第347話 残った矢

 船は、カルラ運河を越えた。


 東か西へわかれる支流があり、まず東に入る。


 甲板のうしろから流れ去る川を見つめた。


 バラールの都が小さくなっていく。


「うしろの連中も、うまく、すりぬけたようだな」


 となりに立つラティオが言った。


 ぼくらが乗る帆船のうしろには、小舟の船団がつづいている。


「アッシリア軍の追っ手はないのか」


 思わずつぶやいた。敵の舟は見えない。


「ありゃ、燃え広がるぜ。風下につらなっていたからな」


 ラティオに言われ気づいた。運河の流れと、風のむきだ。


 縄でつながれた舟は炎によって切られ、多くがちぎれて流されていった。さらに残りの舟は、運河の流れで南に垂れさがる。そこへ南からの風だ。どんどん火がまわる。


「すごい炎のいきおいだった」

「ああ、水の上だが、柱のある帆かけ舟が多い。それも皮肉なことに、舟のへりとへりをしっかり縄でつなげてな。よく燃えるだろうぜ」


 皮肉だった。アッシリア軍は舟をつかい運河を封鎖したために、ぼくらを追う舟がない。一艘や二艘、すこしは残るだろうが、まとまった兵力にはならないだろう。


「そろそろ、この帆船から小舟に乗り換えねえとな」


 ラティオはそう言い、去っていった。


 うしろにつづく小舟を見る。大きな損傷はないようだ。乗っている人数も、大きく減っているようなようすはない。


 ふと、すすり泣きような声が聞こえた。


 ぼくがいる船尾には、この帆船をあやつる大きな舵輪がある。


 舵輪をにぎる操舵手が、泣いているのがわかった。


 若い猿人だ。聞きたいことがあり近よった。


「ジャラクワの漁村にいたかたですか」


 操舵手は、泣きながらうなずいた。そうだろうと思った。


「デアラーゴさんは、ぶつかる直前、逃げることはできたでしょうか」


 あのとき、ぼくは上からで見えなかった。


 若い猿人は、自身のにぎる舵輪を見つめた。


「舟のかじは、その舟が大きくても小さくても、手をはなせません」

「手を放すと?」

「とたんに、あらぬ方向に曲がります」


 操舵手は舵輪から手を放した。


 言ったことは、ほんとうだった。がらがらと音を立て、舵輪が勝手にまわり始める。すぐに操舵手は舵輪をにぎりなおし、もとの位置にもどした。


 そうか、水の流れに押されて勝手に舵が曲がるのか。


 ならば最後まで、デアラーゴ隊長は舵をにぎったままだ。すべての小舟は、まっすぐだった。ぶつかるまで、まっすぐに進んでいた。

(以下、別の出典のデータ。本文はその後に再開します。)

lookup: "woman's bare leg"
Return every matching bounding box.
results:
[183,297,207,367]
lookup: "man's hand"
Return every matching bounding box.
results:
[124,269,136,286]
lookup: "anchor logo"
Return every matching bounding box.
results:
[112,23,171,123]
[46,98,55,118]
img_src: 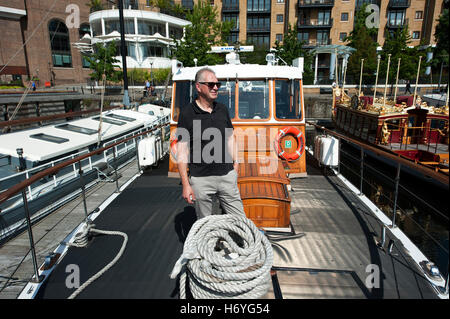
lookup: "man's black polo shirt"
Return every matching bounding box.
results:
[177,101,233,176]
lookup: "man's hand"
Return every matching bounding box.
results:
[183,184,195,204]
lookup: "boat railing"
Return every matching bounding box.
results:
[306,121,449,294]
[388,123,448,157]
[0,120,169,281]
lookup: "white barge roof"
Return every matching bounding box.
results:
[0,110,157,162]
[173,64,302,81]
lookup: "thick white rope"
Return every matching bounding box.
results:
[170,214,273,299]
[67,224,128,299]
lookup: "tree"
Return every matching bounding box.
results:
[86,41,122,82]
[172,0,233,67]
[433,0,450,65]
[379,25,427,83]
[344,4,378,84]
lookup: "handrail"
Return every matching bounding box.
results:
[0,106,119,127]
[0,124,166,208]
[306,121,449,185]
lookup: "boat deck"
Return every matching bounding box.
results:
[0,158,437,299]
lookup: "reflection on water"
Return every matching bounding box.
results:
[306,129,449,278]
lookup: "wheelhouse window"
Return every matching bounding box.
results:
[79,23,91,68]
[238,81,269,120]
[48,20,72,67]
[275,80,302,119]
[216,81,236,119]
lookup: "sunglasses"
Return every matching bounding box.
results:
[198,82,222,90]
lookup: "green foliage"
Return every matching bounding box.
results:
[433,5,450,65]
[275,24,314,84]
[172,0,233,67]
[86,41,123,82]
[345,4,378,84]
[379,26,428,83]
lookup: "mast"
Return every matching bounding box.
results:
[358,59,364,97]
[373,56,381,103]
[117,0,130,106]
[383,53,391,105]
[394,58,401,103]
[413,56,422,105]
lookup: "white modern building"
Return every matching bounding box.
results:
[89,9,190,69]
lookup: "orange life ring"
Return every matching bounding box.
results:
[275,126,305,162]
[170,137,178,161]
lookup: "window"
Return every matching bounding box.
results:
[222,13,239,30]
[247,34,269,48]
[297,32,309,43]
[275,80,302,119]
[238,81,269,119]
[48,20,72,67]
[277,14,283,23]
[317,11,331,25]
[247,16,270,31]
[247,0,270,12]
[317,30,329,45]
[79,23,91,68]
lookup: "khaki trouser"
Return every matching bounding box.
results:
[190,169,245,219]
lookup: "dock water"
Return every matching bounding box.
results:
[0,155,437,299]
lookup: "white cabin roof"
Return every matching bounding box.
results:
[0,110,157,165]
[173,64,302,81]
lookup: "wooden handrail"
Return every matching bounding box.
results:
[306,121,449,185]
[0,106,119,127]
[0,125,164,208]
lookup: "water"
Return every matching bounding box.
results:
[306,130,449,278]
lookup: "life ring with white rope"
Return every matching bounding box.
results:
[275,126,305,162]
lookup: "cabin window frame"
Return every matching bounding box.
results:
[232,78,272,123]
[272,78,304,122]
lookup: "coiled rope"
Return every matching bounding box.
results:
[66,223,128,299]
[170,214,273,299]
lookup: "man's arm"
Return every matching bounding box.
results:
[177,142,195,204]
[227,130,239,172]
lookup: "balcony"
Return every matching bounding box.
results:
[386,19,409,29]
[297,18,333,29]
[388,0,411,9]
[247,24,270,33]
[298,0,334,8]
[302,39,331,47]
[222,3,239,12]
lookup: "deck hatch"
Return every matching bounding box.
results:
[106,113,136,122]
[30,133,69,144]
[92,116,126,125]
[55,124,97,135]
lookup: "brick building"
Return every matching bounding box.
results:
[0,0,91,86]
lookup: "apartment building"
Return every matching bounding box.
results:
[0,0,443,85]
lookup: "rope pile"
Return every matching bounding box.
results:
[170,214,273,299]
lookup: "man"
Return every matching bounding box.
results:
[177,68,245,219]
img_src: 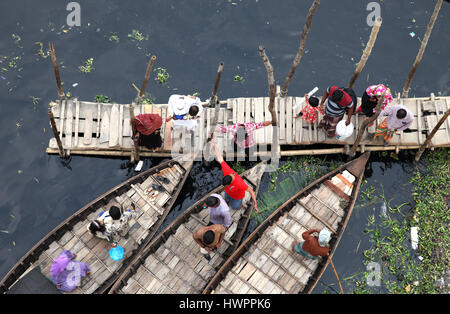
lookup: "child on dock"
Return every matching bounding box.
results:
[372,105,414,146]
[356,84,394,117]
[297,94,325,124]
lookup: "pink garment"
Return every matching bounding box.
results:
[366,84,394,113]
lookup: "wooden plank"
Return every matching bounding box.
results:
[99,108,109,143]
[83,108,94,145]
[264,97,272,144]
[74,100,80,147]
[253,97,266,144]
[64,101,73,149]
[95,103,101,138]
[276,97,287,141]
[109,104,120,147]
[236,98,246,123]
[118,105,123,147]
[416,99,422,145]
[59,100,67,141]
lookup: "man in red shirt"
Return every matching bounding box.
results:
[291,229,330,259]
[211,140,258,212]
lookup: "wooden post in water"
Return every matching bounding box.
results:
[350,95,384,157]
[50,43,64,100]
[48,108,66,158]
[258,46,277,126]
[415,109,450,162]
[348,17,383,88]
[402,0,442,98]
[258,46,280,160]
[137,56,156,106]
[280,0,320,97]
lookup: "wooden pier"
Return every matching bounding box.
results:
[47,94,450,157]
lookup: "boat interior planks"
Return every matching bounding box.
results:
[203,153,370,294]
[109,162,266,294]
[0,155,193,294]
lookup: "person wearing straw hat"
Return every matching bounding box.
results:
[291,229,331,259]
[192,224,226,261]
[134,113,162,151]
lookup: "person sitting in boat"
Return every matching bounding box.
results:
[193,224,226,261]
[87,203,135,247]
[203,193,231,228]
[211,140,258,212]
[50,250,91,292]
[297,94,325,124]
[369,105,414,145]
[356,84,394,117]
[291,229,331,259]
[319,86,357,137]
[166,95,203,129]
[134,113,162,151]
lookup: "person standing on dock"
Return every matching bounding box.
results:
[369,105,414,146]
[216,121,272,151]
[356,84,394,117]
[211,141,258,212]
[203,193,231,228]
[193,224,226,261]
[297,94,325,124]
[291,229,331,259]
[166,95,203,130]
[319,86,357,137]
[135,113,162,151]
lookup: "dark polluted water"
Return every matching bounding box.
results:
[0,0,450,293]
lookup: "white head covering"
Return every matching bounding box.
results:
[319,229,331,246]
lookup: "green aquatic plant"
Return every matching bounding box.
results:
[78,58,95,73]
[153,67,170,85]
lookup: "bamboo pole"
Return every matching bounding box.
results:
[280,0,320,97]
[50,43,64,100]
[130,103,140,164]
[137,56,156,106]
[258,46,277,126]
[348,17,383,88]
[328,255,344,294]
[350,95,384,157]
[48,108,66,158]
[415,109,450,162]
[402,0,442,98]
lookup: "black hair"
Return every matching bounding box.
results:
[189,105,199,117]
[89,220,106,235]
[222,175,233,185]
[109,206,122,220]
[308,96,319,107]
[203,230,214,245]
[331,89,344,102]
[236,124,248,140]
[397,109,406,119]
[206,196,220,207]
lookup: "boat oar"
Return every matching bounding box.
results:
[328,255,344,294]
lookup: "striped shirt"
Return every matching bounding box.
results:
[220,122,264,148]
[325,86,353,117]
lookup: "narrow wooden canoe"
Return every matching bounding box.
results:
[0,156,193,294]
[109,162,266,294]
[203,153,370,294]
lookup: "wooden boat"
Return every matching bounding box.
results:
[203,153,370,294]
[109,162,266,294]
[0,155,193,294]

 ぼくは都合よく考えていた。きっと、ぶつかる寸前で運河に飛びこんだのではと。だがこの操舵手が泣くわけだ。デアラーゴ隊長や、あの突っこんだ数隻の船乗りたちは、おそらく生きてはいない。


 かける言葉もなく、ぼくは操舵手から離れた。船尾に立ち、流れ去る川を見つめる。


 うわさ話をおもいだした。デアラーゴ隊長は、長いあいだ王と理想の国を語らい、レヴェノア軍への入隊を決めたという話だ。

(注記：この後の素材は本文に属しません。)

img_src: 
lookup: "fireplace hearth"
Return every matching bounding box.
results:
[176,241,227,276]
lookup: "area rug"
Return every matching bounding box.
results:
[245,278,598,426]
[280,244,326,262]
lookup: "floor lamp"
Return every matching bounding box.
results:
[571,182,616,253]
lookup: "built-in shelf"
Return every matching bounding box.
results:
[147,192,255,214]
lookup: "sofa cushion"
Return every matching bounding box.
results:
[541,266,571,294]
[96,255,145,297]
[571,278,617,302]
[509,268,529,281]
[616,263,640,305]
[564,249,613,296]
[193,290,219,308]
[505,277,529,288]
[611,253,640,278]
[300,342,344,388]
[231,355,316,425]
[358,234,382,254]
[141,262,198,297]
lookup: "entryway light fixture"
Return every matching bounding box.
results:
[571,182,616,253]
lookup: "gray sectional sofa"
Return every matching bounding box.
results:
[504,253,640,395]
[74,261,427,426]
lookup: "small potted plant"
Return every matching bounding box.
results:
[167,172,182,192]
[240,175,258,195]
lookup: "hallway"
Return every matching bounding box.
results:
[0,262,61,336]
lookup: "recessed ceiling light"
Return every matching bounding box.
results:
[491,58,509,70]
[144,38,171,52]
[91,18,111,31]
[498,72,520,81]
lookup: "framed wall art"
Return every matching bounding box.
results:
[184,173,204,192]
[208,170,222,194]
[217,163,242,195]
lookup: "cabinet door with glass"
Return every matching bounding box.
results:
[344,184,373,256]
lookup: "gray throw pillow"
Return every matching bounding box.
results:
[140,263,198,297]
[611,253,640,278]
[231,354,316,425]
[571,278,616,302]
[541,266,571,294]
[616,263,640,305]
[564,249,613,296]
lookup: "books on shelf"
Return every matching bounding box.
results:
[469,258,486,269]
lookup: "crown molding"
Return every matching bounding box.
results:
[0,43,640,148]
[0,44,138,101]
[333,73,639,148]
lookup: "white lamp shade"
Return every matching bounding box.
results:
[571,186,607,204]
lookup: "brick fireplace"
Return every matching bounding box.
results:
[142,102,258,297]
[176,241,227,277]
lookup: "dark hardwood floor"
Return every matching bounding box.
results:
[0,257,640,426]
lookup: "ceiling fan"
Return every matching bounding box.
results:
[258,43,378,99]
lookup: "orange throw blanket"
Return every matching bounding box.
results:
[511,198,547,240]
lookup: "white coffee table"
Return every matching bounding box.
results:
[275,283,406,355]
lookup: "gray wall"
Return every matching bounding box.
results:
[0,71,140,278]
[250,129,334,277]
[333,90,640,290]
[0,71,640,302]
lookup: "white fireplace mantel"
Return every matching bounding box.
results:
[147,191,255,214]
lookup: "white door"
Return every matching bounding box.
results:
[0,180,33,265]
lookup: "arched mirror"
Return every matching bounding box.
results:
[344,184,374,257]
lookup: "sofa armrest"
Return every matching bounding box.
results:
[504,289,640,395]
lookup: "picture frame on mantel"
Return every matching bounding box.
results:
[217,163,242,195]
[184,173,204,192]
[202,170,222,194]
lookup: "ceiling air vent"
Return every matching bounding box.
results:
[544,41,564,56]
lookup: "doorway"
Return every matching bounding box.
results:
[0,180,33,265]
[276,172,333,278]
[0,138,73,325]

 このうわさは、でたらめだった。ぼくとデアラーゴ隊長が話したのは、子供のころ、どんな遊びをしたかだ。


 ぼくは山で、デアラーゴ隊長は川。山遊びと川遊びは、まったくちがった。だが意外に似ているところも多かった。


 王よ、ぜひ酒でも飲みながらまた話しましょうぞ。あのとき最後にデアラーゴ隊長は言った。あの約束は、もうたされることはないのか。


 デアラーゴ隊長だけではない。いくつもの小舟が突っこんだ。そして城壁では、だれかがアッシリア軍と戦っていた。ヨラム巡政長と、諜知隊だ。それもまちがいない。


 バラールには、三万ものアッシリア軍がいる。どうにか逃げただろうと考えるのは、これも都合のよすぎる考えだ。


 立っている船尾の甲板。その隅に刺さったままの矢を見つけた。近よって、引きぬいた。アッシリア軍の矢だ。この帆船では、船乗りのひとりが矢で死んだ。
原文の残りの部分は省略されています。